There are many types of additional insured endorsements available today, and most of them have “ongoing operations” wording for completed operations. “Ongoing operations” means the job is still currently underway and the subcontractor is not finished with their work. If no work is underway, the general contractor cannot “step into the shoes” of the subcontractor to present a claim to the subcontractor’s insurance carrier.
These endorsements are worthless to the general contractor named on these additional insured endorsements if he needs to use the endorsement for a construction defect claims many years later after the sub is no longer on the job.
A bad situation can also arise for contractors when naming others, including other general contractors, property management companies, franchisors or third-party claim administrators, as an additional insured. Most contractors typically sign indemnification agreements to obtain this type of work to be on a preferred vendor list. These documents typically require the contractor to indemnify the additional insured, regardless of whether or not their insurance triggers.

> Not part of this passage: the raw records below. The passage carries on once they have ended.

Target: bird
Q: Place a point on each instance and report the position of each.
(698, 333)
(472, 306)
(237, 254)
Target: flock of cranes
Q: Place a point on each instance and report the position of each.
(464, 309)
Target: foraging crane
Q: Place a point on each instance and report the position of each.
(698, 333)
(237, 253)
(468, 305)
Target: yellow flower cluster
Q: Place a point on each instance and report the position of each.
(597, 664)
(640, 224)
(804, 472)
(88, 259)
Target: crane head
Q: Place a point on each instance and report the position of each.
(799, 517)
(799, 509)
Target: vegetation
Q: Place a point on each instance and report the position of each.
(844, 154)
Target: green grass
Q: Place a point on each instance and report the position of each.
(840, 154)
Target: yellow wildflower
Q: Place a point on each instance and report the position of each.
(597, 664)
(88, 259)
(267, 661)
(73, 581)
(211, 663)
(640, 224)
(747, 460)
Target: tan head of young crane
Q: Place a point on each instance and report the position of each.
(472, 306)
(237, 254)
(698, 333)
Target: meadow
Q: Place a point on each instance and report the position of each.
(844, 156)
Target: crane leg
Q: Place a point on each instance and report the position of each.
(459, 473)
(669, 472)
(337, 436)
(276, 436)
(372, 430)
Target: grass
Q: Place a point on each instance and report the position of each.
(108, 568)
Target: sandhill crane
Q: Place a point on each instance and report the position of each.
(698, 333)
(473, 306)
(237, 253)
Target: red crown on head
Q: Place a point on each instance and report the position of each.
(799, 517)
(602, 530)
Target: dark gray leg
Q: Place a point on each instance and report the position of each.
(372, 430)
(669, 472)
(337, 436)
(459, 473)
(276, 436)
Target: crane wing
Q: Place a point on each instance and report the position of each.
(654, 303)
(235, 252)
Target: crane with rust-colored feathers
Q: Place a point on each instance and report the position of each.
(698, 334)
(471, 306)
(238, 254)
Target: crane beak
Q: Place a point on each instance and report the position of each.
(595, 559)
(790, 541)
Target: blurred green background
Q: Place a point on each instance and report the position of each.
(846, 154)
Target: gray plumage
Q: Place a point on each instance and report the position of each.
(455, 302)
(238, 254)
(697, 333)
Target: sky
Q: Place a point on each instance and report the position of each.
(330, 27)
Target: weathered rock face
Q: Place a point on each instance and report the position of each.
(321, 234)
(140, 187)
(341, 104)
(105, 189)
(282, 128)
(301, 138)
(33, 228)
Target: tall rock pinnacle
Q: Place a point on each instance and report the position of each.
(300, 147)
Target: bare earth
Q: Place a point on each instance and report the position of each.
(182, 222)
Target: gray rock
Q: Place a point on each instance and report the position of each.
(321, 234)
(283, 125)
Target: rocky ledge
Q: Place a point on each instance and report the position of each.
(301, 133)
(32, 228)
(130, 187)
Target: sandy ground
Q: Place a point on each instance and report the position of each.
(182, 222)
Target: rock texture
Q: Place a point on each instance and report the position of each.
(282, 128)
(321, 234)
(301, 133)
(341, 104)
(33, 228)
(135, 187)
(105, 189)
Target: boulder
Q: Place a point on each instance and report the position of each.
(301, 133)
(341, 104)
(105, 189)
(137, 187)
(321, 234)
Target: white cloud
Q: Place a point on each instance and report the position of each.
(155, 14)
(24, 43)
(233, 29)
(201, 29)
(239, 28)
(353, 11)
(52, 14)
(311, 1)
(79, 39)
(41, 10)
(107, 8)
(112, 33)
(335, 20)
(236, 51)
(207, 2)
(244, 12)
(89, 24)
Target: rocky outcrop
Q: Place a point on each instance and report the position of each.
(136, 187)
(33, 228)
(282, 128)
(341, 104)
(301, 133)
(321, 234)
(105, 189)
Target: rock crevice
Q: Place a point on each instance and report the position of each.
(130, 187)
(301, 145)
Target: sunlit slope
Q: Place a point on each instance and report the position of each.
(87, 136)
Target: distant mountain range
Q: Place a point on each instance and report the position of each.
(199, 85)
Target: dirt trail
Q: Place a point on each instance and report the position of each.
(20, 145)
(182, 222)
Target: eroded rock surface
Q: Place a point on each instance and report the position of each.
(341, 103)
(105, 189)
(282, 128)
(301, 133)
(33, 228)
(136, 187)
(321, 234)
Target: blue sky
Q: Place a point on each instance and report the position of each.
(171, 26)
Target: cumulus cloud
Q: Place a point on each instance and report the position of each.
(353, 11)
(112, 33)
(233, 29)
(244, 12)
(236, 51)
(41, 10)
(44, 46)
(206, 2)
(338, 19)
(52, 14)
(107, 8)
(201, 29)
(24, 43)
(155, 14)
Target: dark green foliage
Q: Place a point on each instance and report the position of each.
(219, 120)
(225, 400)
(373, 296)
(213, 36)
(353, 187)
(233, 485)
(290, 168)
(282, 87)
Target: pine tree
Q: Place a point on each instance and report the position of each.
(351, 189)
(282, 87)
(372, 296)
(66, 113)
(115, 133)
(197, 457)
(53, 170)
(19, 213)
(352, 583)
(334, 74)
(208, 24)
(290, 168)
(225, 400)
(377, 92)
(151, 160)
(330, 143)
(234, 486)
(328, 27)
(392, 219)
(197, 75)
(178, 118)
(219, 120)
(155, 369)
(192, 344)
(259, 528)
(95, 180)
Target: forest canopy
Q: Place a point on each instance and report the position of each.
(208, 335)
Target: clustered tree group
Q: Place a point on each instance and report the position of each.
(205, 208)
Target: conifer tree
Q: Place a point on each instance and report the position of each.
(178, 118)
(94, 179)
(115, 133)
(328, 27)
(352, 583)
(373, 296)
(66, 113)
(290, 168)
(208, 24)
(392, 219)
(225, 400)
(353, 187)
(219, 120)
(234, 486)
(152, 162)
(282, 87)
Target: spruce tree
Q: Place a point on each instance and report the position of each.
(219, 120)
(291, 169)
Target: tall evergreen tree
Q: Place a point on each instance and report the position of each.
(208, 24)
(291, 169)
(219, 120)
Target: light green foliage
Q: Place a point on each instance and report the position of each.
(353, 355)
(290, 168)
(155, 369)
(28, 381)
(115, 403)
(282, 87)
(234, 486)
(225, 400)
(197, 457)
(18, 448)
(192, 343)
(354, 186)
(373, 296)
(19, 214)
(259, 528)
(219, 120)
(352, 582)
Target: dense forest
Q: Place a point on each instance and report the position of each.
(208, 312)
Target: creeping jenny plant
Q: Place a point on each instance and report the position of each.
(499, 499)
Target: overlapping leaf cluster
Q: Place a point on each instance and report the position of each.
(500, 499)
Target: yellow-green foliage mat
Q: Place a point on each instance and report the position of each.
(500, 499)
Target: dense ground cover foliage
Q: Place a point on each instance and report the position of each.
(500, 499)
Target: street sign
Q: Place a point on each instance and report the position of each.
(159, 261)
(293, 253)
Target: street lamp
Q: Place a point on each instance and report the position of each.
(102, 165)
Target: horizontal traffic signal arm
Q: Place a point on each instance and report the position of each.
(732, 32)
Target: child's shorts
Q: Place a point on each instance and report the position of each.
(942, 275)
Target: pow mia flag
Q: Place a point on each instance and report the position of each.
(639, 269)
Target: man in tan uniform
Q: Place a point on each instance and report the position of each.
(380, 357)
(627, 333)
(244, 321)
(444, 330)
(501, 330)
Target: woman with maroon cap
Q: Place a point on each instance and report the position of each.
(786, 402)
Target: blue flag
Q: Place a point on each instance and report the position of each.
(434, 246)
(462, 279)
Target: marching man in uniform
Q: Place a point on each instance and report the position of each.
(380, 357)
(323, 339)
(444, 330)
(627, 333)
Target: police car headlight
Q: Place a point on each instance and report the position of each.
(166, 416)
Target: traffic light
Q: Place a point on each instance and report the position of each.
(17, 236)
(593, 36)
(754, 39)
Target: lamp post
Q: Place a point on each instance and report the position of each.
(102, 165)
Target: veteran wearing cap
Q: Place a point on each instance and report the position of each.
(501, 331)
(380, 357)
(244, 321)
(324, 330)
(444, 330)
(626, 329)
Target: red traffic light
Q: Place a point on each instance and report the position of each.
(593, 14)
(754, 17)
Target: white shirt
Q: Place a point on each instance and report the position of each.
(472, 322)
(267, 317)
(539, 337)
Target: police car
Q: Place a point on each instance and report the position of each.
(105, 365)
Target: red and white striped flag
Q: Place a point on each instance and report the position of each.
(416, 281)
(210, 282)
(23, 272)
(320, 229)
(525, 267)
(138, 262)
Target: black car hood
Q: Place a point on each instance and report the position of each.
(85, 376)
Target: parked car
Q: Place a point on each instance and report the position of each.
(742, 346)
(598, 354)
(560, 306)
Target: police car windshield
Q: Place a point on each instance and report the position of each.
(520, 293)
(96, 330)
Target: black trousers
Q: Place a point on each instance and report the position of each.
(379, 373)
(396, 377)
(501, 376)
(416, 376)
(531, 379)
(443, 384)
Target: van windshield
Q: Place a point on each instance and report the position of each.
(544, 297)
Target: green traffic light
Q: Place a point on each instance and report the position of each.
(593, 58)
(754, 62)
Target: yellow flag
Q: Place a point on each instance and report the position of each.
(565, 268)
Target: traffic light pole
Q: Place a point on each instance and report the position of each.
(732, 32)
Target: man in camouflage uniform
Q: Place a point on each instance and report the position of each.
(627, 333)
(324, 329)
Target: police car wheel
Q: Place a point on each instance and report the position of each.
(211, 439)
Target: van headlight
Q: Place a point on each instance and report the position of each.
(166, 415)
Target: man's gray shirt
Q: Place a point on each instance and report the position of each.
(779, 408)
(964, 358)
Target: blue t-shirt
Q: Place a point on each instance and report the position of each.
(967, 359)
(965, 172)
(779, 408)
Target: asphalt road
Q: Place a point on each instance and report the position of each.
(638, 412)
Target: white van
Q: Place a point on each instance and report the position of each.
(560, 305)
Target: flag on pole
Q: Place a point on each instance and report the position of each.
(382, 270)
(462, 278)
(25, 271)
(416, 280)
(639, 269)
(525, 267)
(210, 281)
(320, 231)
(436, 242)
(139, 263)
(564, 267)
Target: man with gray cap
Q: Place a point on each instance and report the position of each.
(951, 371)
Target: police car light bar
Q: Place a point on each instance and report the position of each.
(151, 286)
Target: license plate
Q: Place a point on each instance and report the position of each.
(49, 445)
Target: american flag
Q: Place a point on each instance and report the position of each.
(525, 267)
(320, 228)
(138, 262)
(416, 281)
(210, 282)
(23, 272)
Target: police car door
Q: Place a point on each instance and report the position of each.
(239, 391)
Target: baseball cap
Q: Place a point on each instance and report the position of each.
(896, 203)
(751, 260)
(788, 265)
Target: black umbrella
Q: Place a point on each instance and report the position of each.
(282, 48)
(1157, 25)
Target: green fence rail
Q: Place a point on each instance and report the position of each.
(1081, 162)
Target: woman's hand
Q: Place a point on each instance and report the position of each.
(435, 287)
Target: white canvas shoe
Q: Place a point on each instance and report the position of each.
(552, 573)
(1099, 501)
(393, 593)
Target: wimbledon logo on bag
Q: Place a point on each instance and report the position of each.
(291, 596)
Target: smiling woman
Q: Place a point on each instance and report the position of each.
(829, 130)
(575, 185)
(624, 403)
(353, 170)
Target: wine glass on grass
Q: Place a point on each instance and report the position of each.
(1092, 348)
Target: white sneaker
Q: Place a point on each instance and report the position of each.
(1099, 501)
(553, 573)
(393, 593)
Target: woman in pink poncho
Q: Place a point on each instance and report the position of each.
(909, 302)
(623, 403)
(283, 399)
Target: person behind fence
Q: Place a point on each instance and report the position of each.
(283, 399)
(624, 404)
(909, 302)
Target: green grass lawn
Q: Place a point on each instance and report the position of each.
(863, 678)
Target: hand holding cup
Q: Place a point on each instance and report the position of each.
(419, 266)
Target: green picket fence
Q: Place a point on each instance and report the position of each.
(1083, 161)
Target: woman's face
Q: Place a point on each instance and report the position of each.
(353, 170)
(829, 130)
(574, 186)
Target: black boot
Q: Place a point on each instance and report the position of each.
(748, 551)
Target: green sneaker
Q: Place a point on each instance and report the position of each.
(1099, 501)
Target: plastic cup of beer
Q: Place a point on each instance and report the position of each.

Many of the carriers writing restorers and other types of contractors will not offer “your work” wording for completed operations. These companies issue additional insured endorsements which state the additional insured may make a claim as long as there are “ongoing operations.” If a claim is presented and there are no ongoing operations, the property has been put to its intended use and the job has long since ended, the additional insured would not trigger. The additional insured could not “step into the contractor shoes” for a defense, and would be forced to sue under the indemnity agreement.
The words “your work” or “your work with respect to the products-completed operations hazard,” used in the proper context on the proper endorsement for a constructions defect claim, would allow the additional insured endorsement to trigger, as the work was done during the policy period. The worst-case scenario is when a contractor is forced to provide a legal defense with the lawyers chosen by the party in the indemnity agreement he originally named as an additional insured, because his carrier does not agree to defend the party he named as an additional insured endorsement, as they provided “ongoing operations” only.